In the meantime, China has been using those dollars to buy every morsel of American food it can get its hands on. Combined with 2009’s bad weather and the USDA’s ridiculous numbers, this prompted a late August soybean shortage which is expected to continue through 2010.
The U.S. has a very good reason to fudge the numbers on crop estimates. If it published realistic numbers, and crop futures prices rose sharply, three things would likely happen: Wall Street would take massive losses, inflation fears would cause investors to dump bonds, frustrating the government’s attempts to finance its incredible expanding debt, and most importantly, China, whose currency is tied closely to the U.S. dollar, would allow it to appreciate. That alone would likely send the U.S. dollar into freefall; all three would mean utter economic collapse.
Of course, you can’t fool the market for long; as noted above, futures prices are already well above the USDA’s numbers. All they really managed to do with their numbers game was buy the U.S. dollar another year of life.
One market analyst believes that the 2010 food shortage will be the catalyst which not only brings about the collapse of the U.S. economy, but takes down Great Britain and Japan with it.

While a food crisis was unavoidable to some extent because of the abnormal weather and financial crisis, the total panic which will soon grip world agricultural markets is a creation of the USDA and its fictitious production estimates. If not for the USDA’s interference, food prices would have risen in the first half of 2009 in anticipation of the 2009/10 shortage. The United States Department of Agriculture has caused incalculable damage to the world economy by encouraging overconsumption of rapidly diminishing food supplies.
Once the 2010 Food Crisis starts, confidence in the US government will be shattered as a result of the USDA’s faulty estimates. The starvation and misery caused by higher food prices will also create a lot of anger . . . — Market Skeptics

In this scenario, rural banks will begin failing rapidly, especially in the Midwest, and the inevitable bailouts will drive up U.S. debt further. These bailouts, combined with the Chinese allowing the yuan to appreciate, will erode confidence in the U.S. dollar to the point that foreign banks and investors begin dumping U.S. debt at fire sale prices. At that point the Federal Reserve will have no choice but to print money, leading directly to hyperinflation.

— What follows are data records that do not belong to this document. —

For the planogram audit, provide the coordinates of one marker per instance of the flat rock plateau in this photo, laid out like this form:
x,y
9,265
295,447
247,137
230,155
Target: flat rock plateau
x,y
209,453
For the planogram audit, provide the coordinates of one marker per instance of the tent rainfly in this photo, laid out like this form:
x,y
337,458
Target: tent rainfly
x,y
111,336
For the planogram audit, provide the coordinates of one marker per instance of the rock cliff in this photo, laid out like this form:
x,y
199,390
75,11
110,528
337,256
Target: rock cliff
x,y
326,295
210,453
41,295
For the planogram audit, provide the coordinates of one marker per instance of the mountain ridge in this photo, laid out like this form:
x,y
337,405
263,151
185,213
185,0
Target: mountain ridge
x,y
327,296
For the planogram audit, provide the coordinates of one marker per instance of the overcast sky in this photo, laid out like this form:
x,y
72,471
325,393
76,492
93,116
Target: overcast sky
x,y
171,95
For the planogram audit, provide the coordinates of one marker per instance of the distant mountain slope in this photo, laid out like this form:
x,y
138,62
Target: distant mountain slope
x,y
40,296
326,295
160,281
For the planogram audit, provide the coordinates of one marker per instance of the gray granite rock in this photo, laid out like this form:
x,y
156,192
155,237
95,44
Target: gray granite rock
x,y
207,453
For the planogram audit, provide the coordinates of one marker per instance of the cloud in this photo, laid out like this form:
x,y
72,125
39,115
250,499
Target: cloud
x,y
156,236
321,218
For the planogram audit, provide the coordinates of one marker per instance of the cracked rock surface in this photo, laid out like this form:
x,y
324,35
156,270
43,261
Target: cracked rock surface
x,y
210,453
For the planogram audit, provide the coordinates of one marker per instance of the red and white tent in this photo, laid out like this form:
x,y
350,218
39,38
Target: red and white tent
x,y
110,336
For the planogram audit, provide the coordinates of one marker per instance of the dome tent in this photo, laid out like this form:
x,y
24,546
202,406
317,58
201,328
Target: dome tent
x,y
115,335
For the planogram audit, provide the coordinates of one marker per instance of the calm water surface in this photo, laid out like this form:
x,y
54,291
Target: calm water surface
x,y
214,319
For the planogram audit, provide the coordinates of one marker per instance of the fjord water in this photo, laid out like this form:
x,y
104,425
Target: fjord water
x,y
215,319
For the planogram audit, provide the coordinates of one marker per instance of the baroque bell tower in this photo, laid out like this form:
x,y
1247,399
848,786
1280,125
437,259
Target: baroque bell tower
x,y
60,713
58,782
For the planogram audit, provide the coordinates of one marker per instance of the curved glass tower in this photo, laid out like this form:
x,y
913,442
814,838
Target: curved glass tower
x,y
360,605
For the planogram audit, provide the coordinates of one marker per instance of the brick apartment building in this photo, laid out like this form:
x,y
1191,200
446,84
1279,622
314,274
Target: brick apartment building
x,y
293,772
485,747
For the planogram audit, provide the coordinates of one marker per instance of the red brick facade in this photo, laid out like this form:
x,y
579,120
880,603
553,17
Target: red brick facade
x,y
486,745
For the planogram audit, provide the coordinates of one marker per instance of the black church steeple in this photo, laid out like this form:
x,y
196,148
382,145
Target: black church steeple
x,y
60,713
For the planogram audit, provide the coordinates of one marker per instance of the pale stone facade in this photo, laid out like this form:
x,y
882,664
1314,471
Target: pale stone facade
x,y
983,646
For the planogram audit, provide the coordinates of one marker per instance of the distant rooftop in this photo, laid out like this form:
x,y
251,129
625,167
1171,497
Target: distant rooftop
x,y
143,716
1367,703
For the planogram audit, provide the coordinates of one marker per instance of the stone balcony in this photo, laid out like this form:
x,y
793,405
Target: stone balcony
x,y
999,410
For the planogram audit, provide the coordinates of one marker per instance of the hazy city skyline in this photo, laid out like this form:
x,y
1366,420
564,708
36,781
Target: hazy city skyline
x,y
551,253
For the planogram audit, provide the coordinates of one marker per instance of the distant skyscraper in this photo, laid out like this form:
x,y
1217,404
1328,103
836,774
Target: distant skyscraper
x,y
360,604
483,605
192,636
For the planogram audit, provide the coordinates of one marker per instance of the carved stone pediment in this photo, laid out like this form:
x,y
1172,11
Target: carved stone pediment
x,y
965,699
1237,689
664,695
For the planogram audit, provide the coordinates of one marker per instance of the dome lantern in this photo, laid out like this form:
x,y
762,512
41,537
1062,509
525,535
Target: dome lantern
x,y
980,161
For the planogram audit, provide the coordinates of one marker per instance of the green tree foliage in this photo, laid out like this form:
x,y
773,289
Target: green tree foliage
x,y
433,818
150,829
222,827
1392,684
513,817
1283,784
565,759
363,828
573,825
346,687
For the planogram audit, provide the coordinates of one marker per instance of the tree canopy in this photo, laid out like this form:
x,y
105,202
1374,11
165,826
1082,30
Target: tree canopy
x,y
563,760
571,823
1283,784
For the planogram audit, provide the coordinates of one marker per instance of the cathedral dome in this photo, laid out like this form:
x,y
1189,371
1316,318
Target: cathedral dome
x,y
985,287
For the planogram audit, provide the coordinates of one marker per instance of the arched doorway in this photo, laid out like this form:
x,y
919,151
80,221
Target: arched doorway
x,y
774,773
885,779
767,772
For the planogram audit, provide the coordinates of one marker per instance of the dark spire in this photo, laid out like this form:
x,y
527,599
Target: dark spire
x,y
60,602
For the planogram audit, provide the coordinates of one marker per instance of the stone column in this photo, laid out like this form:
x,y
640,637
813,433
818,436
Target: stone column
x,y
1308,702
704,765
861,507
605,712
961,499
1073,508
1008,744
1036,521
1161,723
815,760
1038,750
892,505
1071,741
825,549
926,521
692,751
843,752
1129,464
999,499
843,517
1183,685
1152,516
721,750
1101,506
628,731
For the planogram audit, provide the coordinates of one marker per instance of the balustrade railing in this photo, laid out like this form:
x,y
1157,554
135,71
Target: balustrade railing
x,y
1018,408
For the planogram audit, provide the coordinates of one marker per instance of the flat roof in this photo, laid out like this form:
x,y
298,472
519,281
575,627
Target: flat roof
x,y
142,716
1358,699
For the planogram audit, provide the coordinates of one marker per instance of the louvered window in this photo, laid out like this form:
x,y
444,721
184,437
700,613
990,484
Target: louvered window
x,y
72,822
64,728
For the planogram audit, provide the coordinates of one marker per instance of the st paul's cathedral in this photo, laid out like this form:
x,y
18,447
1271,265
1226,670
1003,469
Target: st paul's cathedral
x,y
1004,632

I shouldn’t have to tell you what hyperinflation will look like, but in case you need a reminder, it will likely make the Great Depression look like a minor recession. Tens of millions of people who have never known want in their entire lives are going to be shocked to wake up broke and hungry, with no idea what happened or why it happened to them. The government will almost certainly be unable to fulfill its promises of food stamps, social security and other such welfare programs. Food riots are likely and people will almost certainly die when the government attempts to put them down.
Worst of all, almost nobody will assign blame where it truly belongs: central banks and fiat currency.
Market Skeptics and many other foreign investors I’ve seen quoted widely in foreign media but virtually never in the U.S., recommend investing in agriculture, except derivatives, and in precious metals. I also recommend you invest in as much nonperishable food as you can lay hands on in the next two months, at least a year’s supply if you can manage it. If there’s no collapse, you can eat it, and if there is, you’ll at least have something to eat. And when you read a headline such as “Yuan allowed to rise versus dollar,” it’s time to head for the hills.